CPOs face several institutional problems. They typically have little real power, limited resources and no natural base of support. Privacy remains a novel issue at many agencies. It often doesn’t even appear on the radar screen unless there is a crisis.

You will recall that Congress in 2004 directed agencies to establish CPOs. As the new kid on the block, a CPO has to define the role of the privacy office. It’s true that agencies have had to comply with the Privacy Act of 1974 for a generation, but most Privacy Act staffers have little power and influence. Can CPOs do better?

CPOs should not look to the Office of General Counsel as a role model. At most agencies, everyone hates the lawyers. The lawyers have the power to stop anything they don’t like by declaring it contrary to law. Agency lawyers frequently have no incentive to be helpful because they know that they can’t be fired, evaded or ignored by their clients. Anyway, a CPO does not have the clout a lawyer has.

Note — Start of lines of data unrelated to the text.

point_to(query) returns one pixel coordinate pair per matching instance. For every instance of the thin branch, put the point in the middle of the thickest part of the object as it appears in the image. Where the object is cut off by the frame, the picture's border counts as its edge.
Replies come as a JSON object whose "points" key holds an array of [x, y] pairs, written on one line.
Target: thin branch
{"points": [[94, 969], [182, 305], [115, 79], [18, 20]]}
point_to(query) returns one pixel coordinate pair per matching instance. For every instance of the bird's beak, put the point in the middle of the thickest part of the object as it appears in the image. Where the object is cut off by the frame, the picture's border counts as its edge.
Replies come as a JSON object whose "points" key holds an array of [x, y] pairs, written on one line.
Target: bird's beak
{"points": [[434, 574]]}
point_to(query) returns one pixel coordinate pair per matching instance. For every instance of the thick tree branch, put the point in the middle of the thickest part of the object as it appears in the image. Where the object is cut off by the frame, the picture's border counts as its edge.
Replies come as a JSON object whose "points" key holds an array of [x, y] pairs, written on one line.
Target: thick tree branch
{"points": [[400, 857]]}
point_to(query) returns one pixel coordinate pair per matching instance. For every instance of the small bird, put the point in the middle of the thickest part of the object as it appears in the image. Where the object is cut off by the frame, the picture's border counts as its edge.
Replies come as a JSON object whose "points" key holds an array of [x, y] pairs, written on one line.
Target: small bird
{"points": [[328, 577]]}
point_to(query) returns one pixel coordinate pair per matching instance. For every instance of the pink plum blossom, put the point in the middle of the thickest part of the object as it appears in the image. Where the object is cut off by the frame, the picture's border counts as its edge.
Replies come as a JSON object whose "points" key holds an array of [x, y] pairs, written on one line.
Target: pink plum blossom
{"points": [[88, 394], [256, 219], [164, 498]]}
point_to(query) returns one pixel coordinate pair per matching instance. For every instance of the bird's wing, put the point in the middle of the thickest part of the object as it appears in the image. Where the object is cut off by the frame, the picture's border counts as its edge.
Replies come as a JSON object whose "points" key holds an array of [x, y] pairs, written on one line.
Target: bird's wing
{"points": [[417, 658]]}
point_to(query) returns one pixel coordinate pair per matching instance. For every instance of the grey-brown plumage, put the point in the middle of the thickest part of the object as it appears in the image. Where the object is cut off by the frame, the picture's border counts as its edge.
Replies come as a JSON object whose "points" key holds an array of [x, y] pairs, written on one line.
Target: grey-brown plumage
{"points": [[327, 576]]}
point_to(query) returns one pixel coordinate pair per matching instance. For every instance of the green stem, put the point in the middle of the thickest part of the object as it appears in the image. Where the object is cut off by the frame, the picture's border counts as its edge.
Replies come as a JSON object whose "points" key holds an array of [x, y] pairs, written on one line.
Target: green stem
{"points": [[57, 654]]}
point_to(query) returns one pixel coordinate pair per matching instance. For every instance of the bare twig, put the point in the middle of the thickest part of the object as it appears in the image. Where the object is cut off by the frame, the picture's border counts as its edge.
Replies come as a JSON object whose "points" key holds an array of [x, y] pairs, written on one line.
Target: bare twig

Program offices may accept help from a CPO, but it is more likely that the CPO will have to prove something first. Some offices with privacy issues may require the CPO to bring the Wicked Witch’s broomstick—or the bureaucratic equivalent, which is a directive from the head of the agency—just to get in the door.

A CPO will have to live by his or her wits, but mostly by being useful. Often that means being a team player, finding practical solutions and, most important, doing things instead of telling others what to do. Another problem faced by an externally visible CPO comes when the battle has been lost. A privacy issue surfaces in your agency, and you recommend that the agency take specific steps to minimize privacy intrusions. You fight it out internally, and the agency rejects your advice.

That’s bad enough, but here comes a call from a reporter asking what you think of the agency’s decision. If you say that the decision was wrong, you will surely tick off your agency head as well as the program office. Good luck having any influence in the future. But if you say the decision was right, you will lose your credibility with congressional critics and with the privacy advocates who are screaming that your agency just joined Big Brother’s team.

See what I mean about being in the middle? There is no place to turn without digging yourself in deeper. So what to do? I have an answer.

The solution is that a CPO has to be able to respond procedurally. If you don’t want to say that a decision was substantively right or wrong, the best answer is that the agency duly considered privacy when it made its decision. CPOs should define their own role in procedural terms to avoid being forced to lie or being left with nothing to say. That procedural response is appropriate even when the agency did the right thing for privacy.

In a better world, we would have a truly independent privacy office that could responsibly praise or criticize an agency, the administration, Congress or the courts without losing budget or influence. But without independence, the best that we can hope for is that privacy officials represent privacy assertively, be creative, work hard and live to fight another day.